In [1]:
import os
import pandas as pd
import nltk

from nltk.corpus import stopwords
from nltk.tokenize import word_tokenize
from datetime import datetime

nltk.download('stopwords')
nltk.download('punkt')

INPUT_DATA_DIR = "../data/input"
OUTPUT_DATA_DIR = "../data/output"

GP_DATA_NAME = "gplay/gplay_reviews.csv"
AMAZON_DATA_NAME = "amazon/amazon_reviews.csv"

GP_INPUT_DATA = os.path.join(INPUT_DATA_DIR, GP_DATA_NAME)
AMAZON_INPUT_DATA = os.path.join(INPUT_DATA_DIR, AMAZON_DATA_NAME)

current_date = datetime.today().strftime('%Y%m%d')
INTERMEDIARY_CSV = os.path.join(OUTPUT_DATA_DIR, current_date + "_merged_preprocessed.csv")

[nltk_data] Downloading package stopwords to
[nltk_data]     /Users/beerphilipp/nltk_data...
[nltk_data]   Package stopwords is already up-to-date!
[nltk_data] Downloading package punkt to
[nltk_data]     /Users/beerphilipp/nltk_data...
[nltk_data]   Package punkt is already up-to-date!


# Merge the Google Play Store and Amazon datasets

In [2]:
gp = pd.read_csv(GP_INPUT_DATA, usecols=['CleanedStop_review_body1', 'current_rating'])
gp.rename(columns={'CleanedStop_review_body1': 'text', 'current_rating': 'rating'}, inplace=True)
gp['source'] = 'GP'

am = pd.read_csv(AMAZON_INPUT_DATA, usecols=['Review_text', 'Rating'])
am.rename(columns={'Review_text': 'text', 'Rating': 'rating'}, inplace=True)
am['source'] = 'Amazon'

merged = pd.concat([gp, am], ignore_index=True)

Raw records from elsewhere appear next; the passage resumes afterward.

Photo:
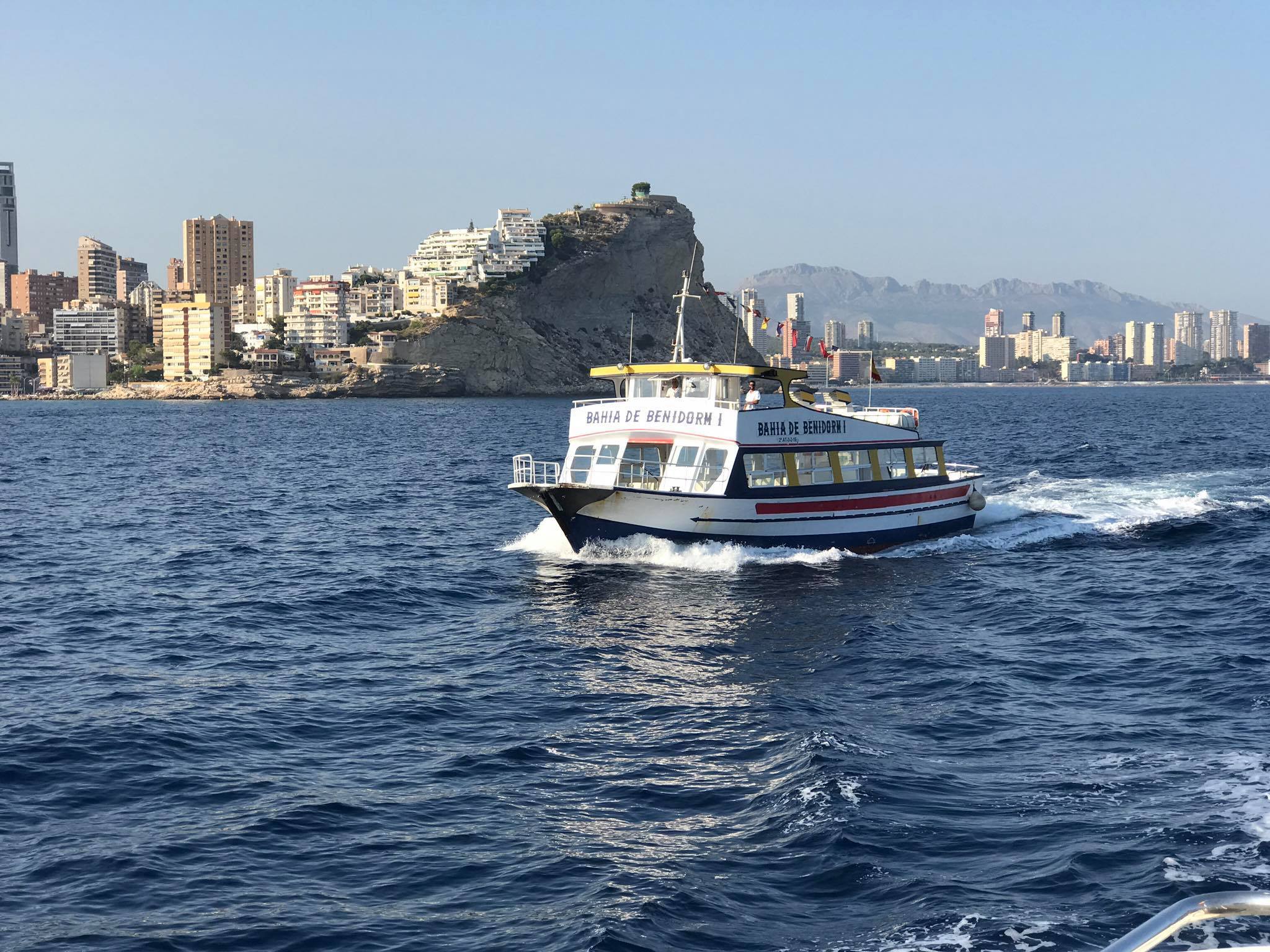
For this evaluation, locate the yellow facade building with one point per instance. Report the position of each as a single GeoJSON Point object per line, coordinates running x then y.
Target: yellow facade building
{"type": "Point", "coordinates": [193, 337]}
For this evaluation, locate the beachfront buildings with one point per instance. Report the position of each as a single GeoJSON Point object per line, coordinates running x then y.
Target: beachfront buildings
{"type": "Point", "coordinates": [193, 337]}
{"type": "Point", "coordinates": [40, 295]}
{"type": "Point", "coordinates": [98, 265]}
{"type": "Point", "coordinates": [218, 254]}
{"type": "Point", "coordinates": [127, 275]}
{"type": "Point", "coordinates": [88, 328]}
{"type": "Point", "coordinates": [473, 255]}
{"type": "Point", "coordinates": [427, 294]}
{"type": "Point", "coordinates": [1225, 329]}
{"type": "Point", "coordinates": [8, 220]}
{"type": "Point", "coordinates": [323, 295]}
{"type": "Point", "coordinates": [314, 330]}
{"type": "Point", "coordinates": [73, 371]}
{"type": "Point", "coordinates": [275, 295]}
{"type": "Point", "coordinates": [864, 335]}
{"type": "Point", "coordinates": [997, 352]}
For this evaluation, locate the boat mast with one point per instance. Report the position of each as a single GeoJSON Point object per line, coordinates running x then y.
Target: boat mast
{"type": "Point", "coordinates": [677, 351]}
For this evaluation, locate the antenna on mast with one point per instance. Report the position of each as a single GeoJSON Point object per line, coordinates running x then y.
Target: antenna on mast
{"type": "Point", "coordinates": [677, 351]}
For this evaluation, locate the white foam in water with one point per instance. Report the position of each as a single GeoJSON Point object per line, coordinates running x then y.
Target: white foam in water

# Filter stopwords using `ntlk`

In [3]:
stop_words = set(stopwords.words('english'))

def clean_text(row):
    text = str(row['text'])
    tokens = word_tokenize(text)
    filtered = [w for w in tokens if not w.lower() in stop_words]
    return filtered

merged['cleaned_text'] = merged.apply(clean_text, axis = 1)

# Save the result to `data/ouput/[yyyymmdd]_merged_preprocessed.csv`

In [4]:
merged.to_csv(INTERMEDIARY_CSV, index=False)